The U.S. Department of Defense plans to open up 16 million acres of its land for renewable energy development, which it hopes will create a boom of solar, wind and geothermal projects and provide clean power to military bases.
Defense Secretary Leon Panetta and the Interior Secretary Ken Salazar signed a memorandum of understanding to work together on promoting renewable energy generation projects on public land that has historically been restricted for military uses. About 13 million of those 16 million acres are located in western U.S., where a lot of solar, wind and geothermal power development already has been taking place on private and other types of public land.
The administration has been making a strong push for renewable energy development by funding both technology research and power generation projects. The administration wants to accomplish two goals by supporting renewable energy: creating jobs and finding alternative, cleaner and more abundant power sources domestically.
Last month, Salazar unveiled a roadmap for speeding up solar power project development on 285,000 acres of public land in six western states.

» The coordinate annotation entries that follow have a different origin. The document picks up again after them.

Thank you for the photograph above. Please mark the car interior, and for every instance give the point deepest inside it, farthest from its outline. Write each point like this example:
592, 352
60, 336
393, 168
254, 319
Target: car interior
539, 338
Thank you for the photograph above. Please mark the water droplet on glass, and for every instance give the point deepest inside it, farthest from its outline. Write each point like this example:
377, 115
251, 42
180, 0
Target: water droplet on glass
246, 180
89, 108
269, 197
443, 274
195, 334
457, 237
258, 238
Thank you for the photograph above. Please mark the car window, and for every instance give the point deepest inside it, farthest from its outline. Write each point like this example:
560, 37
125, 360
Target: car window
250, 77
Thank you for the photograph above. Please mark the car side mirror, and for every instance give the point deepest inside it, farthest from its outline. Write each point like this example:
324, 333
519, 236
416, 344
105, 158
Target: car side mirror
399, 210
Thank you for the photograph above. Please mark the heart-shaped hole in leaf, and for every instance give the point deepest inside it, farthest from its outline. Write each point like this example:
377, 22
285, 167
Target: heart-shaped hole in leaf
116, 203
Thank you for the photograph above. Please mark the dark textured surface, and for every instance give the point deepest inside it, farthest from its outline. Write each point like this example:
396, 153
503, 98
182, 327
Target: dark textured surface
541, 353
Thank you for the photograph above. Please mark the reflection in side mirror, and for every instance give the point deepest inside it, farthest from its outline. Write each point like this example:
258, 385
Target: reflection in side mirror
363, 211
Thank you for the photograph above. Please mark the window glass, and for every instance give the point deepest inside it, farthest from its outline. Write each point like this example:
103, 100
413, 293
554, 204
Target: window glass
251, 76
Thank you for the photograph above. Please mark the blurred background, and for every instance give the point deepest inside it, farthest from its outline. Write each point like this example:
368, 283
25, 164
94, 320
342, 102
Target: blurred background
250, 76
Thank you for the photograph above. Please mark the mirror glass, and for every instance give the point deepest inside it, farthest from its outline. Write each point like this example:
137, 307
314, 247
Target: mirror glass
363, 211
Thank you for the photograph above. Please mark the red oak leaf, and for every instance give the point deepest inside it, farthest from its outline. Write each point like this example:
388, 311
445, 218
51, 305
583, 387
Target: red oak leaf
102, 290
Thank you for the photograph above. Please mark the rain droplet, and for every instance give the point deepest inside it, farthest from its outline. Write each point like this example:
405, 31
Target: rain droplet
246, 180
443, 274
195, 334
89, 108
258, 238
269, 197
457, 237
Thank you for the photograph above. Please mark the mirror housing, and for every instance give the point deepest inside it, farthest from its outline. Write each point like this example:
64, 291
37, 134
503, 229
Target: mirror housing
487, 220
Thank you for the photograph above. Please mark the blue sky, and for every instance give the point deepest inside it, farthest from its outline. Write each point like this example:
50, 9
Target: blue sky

The government support for renewable energy has indeed propelled the development of advanced materials and equipment and the construction of some of the largest solar power plants in the country.
The Monday announcement by the Defense and Interior departments involved not only land set aside for the military but also offshore locations near military installations. The goal is to promote onshore and offshore energy projects, such as erecting wind turbines in the sea.

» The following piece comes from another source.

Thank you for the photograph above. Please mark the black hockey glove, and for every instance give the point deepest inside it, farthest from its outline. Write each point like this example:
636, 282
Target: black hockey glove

The military has been vocal about its support of renewable energy, from electricity to transportation fuels, that it says will help it become more self-sufficient and reduce its vulnerabilities in the battle fields.
“Renewable energy will allow a military base to maintain critical operations for weeks or months if an electric power grid goes down,” she said.
The military wants to attract developers and private investments for building solar, wind and other renewable electricity power projects on its land. It plans to lease the land to developers and buy some or all of the power from each project for its own use, and any unused power will be sold local utilities, Robyn said. Each of the military services plans on getting 1 gigawatt of renewable energy installed near its bases by 2025.